What Is an Observer Pattern?
The Observer pattern facilitates communication between a parent class and any dependent child classes, allowing changes to the state of the parent class to be sent to the dependent child classes. We can use this pattern to allow the state changes in a class to be sent to all its dependent classes. The class relationship is one-to-many between the class and all its dependents.
The pattern generally consists of two base classes. The first is called the Subject class, and this class acts as the notification engine. The Observer classes act as receivers of the subject notifications. From these two base class types the concrete implementations for each type are derived: concrete subject and concrete observer.
Observers generally monitor the state of a class they are linked to and get information from that class when changes occur that they are concerned about. If we had a class that linked into many classes, and those classes wished to know about changes within it, we might use this pattern. The pattern allows code to handle the notifications automatically through the structure of the objects, instead of letting oolean logic decide. It also offers a cleaner and more intuitive way to allow communication between a single object supplying notifications and its dependent objects.

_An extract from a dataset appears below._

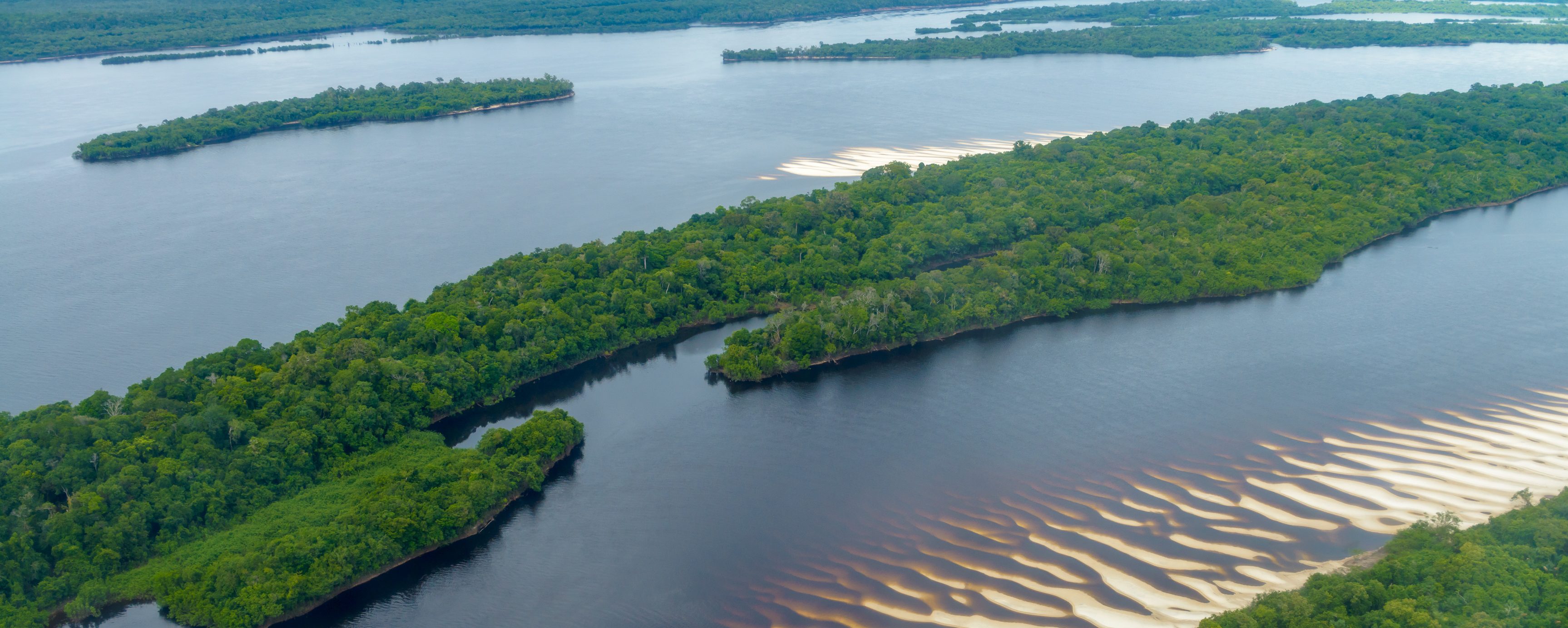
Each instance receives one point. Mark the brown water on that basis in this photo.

Comparison to Similar Patterns
I would say the main difference between Observer and Mediator patterns is how the objects communicate. In the Observer pattern, one object communicates with many linked objects. In the Mediator, objects in a group communicate on a one-to-one basis between each other without referencing each other. Observer subjects and singletons both pass values from a single object to many other objects. Observers use the state of the subject object and gain that state as a linked object. Observers use the state like a Memento pattern, storing parts of the state of the subject.
What We Have Learned
Observers are interesting ways to allow a one-to-many relationship for passing and sharing state between a subject and a number of observer objects. It allows an automatic relationship to be established between a subject and its observers that allows controlled information to be exchanged at key moments between these objects.